Jeff Vervoort, professor, environment, was named a fellow of the American Geophysical Union in recognition of exceptional scientific contributions. Fellowships are awarded to no more than 0.01 percent of all AGU members annually.
Amber Morczek, doctoral candidate, criminal justice and criminology, presented “Pornography: Normalizing the Relationship Between Violence and Sex” at two New York institutions: SUNY Polytechnic Institute and Syracuse University.

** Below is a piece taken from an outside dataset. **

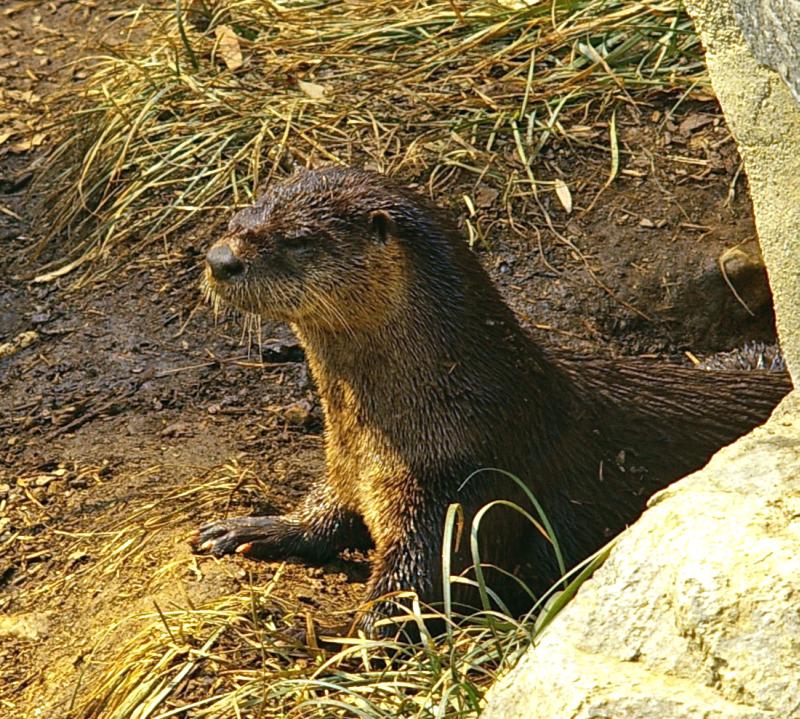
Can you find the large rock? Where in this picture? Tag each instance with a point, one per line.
(765, 120)
(772, 31)
(695, 613)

Dene Grigar, associate professor, English, and director, creative media & digital culture, WSU Vancouver, authored Traversals: The Use of Preservation for Early Electronic Writing to bepublished by MIT Press in early 2017. This summer, Grigar was re-elected pesident of the Electronic Literature Organization and chaired its 2016 conference and festival at the University of Victoria, BC. This fall, she will present the keynote address at the International Conference on Digital Media and Textuality at the University of Bremen, Germany, and at the International Digital Media Arts Association conference at Winona (Minn.) State University.